Jacqueline Bonisteel, an Ottawa-based immigration lawyer, says IRCC regularly bypasses the criminal equivalency requirement to help applicants flee political persecution in their home countries. “This comes up often with refugee cases and political dissidents… So long as they can establish this is a trumped up, politicized charge that has no equivalency in Canada, then they're going to be able to get their status here.”
This is most definitely a case of a “trumped up, politicized charge that has no equivalency in Canada” and there is no question that the decision to block her from citizenship has no substantiation and should immediately be reversed.
However, Immigration Minister Marc Miller's office would not say whether he plans to intervene. “We wouldn't have comment on specific cases as matters of privacy,” a spokeswoman said in an email to the Canadian Press.

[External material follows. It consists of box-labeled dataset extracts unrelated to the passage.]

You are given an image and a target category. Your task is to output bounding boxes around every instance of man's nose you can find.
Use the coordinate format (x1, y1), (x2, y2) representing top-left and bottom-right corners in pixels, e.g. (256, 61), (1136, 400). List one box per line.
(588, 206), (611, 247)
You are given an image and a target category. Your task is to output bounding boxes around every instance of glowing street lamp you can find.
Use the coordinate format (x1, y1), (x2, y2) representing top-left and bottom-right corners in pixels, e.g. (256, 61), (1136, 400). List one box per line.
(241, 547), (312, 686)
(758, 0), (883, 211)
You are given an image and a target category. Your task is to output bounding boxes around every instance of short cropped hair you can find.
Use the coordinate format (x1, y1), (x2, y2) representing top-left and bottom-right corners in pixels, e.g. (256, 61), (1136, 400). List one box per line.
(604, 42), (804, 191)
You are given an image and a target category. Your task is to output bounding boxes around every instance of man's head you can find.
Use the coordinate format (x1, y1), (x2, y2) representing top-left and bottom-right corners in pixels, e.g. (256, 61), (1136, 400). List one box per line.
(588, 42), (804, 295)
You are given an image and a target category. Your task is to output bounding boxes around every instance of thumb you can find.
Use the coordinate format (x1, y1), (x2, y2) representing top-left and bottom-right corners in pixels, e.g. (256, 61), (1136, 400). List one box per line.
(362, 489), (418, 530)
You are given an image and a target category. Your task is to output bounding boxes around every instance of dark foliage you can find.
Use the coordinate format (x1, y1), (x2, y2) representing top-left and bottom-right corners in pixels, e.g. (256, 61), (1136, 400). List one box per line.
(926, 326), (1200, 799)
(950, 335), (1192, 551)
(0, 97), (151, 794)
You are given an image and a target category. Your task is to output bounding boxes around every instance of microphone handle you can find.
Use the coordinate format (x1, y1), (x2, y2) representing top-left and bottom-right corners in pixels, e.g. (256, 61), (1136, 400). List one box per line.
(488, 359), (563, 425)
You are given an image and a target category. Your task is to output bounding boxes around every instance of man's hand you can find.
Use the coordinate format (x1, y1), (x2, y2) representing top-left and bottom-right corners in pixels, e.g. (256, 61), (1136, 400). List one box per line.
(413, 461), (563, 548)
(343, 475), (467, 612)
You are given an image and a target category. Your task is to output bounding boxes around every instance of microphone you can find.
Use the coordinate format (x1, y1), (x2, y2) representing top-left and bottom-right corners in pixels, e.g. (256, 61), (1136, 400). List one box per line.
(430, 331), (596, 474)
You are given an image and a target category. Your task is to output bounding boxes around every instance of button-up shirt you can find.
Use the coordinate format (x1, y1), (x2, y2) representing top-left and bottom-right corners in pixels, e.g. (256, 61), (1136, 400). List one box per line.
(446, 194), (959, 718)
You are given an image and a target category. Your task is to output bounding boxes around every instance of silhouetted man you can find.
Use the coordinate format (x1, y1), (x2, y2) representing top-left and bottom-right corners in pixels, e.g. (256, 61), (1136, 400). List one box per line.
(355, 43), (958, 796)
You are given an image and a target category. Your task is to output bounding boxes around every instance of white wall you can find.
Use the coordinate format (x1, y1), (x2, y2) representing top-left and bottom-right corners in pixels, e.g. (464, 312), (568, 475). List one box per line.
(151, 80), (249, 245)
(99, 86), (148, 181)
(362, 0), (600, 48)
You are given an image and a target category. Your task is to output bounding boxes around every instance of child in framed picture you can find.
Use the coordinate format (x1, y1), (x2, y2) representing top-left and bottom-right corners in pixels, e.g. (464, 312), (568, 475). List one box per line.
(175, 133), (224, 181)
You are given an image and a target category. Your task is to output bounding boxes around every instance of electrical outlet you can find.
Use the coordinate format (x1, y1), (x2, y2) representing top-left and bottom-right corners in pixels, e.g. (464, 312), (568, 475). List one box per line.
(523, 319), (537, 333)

That’s totally unacceptable as the action Minister Miller should take is crystal clear. If ever there was a case which so obviously flies in the face of Canadian legal principles and democratic values, this is it. What makes this even worse is that the IRCC decision legitimizes a law aimed at stifling dissent in a fascist dictatorship that deserves to be recognized as a terrorist state.
Minister Miller therefore has no choice but to do the right thing — reverse this abominable decision and grant Maria Kartasheva the citizenship she most rightfully deserves.